Now put the term in a list and pass the list to the decomposition function to replace the 3-body RDM by its 1- and 2-body decomposition.

term_list = [term]
sqa_plus.decomp_3rdms_to_2rdms_so(term_list, 'd3aaaaaa', d1aa, d1bb, d2aaaa, d2bbbb, d2abab)

If sqa_plus.options.verbose is set to true, you should see a printout telling you how many decompositions were performed. In this case there should be just 1:

decomposed 1 3-body RDMs

Our original term in the list has now been replaced by the terms making up its decomposition.
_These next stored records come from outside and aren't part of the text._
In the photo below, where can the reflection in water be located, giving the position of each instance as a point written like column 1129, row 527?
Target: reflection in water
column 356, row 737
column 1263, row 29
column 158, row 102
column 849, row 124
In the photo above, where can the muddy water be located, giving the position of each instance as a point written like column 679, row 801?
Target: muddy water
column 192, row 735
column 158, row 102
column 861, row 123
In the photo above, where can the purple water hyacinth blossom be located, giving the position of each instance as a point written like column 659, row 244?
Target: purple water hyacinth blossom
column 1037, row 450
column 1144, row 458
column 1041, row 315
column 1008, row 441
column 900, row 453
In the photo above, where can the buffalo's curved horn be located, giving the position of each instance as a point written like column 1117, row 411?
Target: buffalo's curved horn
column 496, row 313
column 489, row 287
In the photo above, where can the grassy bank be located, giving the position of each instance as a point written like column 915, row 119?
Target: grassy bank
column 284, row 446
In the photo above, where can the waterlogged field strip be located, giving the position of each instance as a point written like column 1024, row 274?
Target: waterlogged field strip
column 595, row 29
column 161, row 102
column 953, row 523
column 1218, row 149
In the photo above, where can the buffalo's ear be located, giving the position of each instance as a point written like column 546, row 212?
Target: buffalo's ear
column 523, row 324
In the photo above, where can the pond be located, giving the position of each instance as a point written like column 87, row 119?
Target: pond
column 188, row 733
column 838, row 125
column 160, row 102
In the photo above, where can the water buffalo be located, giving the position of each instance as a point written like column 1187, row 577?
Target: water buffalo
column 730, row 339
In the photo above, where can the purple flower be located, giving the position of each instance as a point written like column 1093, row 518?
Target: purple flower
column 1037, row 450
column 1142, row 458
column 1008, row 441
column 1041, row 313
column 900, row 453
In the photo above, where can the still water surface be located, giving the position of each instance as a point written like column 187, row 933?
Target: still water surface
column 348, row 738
To see them, just print them out.

for t in term_list:
    print(t)

This prints:

 (   1.00000) d1aa(p0,p3) d2aaaa(p1,p2,p4,p5) cre(p6) des(p7)
 (  -1.00000) d1aa(p0,p4) d2aaaa(p1,p2,p3,p5) cre(p6) des(p7)
 (   1.00000) d1aa(p0,p5) d2aaaa(p1,p2,p3,p4) cre(p6) des(p7)
 (  -1.00000) d1aa(p1,p3) d2aaaa(p0,p2,p4,p5) cre(p6) des(p7)
 (   1.00000) d1aa(p1,p4) d2aaaa(p0,p2,p3,p5) cre(p6) des(p7)
 (  -1.00000) d1aa(p1,p5) d2aaaa(p0,p2,p3,p4) cre(p6) des(p7)
 (   1.00000) d1aa(p2,p3) d2aaaa(p0,p1,p4,p5) cre(p6) des(p7)
 (  -1.00000) d1aa(p2,p4) d2aaaa(p0,p1,p3,p5) cre(p6) des(p7)
 (   1.00000) d1aa(p2,p5) d2aaaa(p0,p1,p3,p4) cre(p6) des(p7)
 (  -2.00000) d1aa(p0,p3) d1aa(p1,p4) d1aa(p2,p5) cre(p6) des(p7)
 (   2.00000) d1aa(p0,p3) d1aa(p1,p5) d1aa(p2,p4) cre(p6) des(p7)
 (   2.00000) d1aa(p0,p4) d1aa(p1,p3) d1aa(p2,p5) cre(p6) des(p7)
 (  -2.00000) d1aa(p0,p4) d1aa(p1,p5) d1aa(p2,p3) cre(p6) des(p7)
 (  -2.00000) d1aa(p0,p5) d1aa(p1,p3) d1aa(p2,p4) cre(p6) des(p7)
 (   2.00000) d1aa(p0,p5) d1aa(p1,p4) d1aa(p2,p3) cre(p6) des(p7)

That's all for this tutorial, at least for now.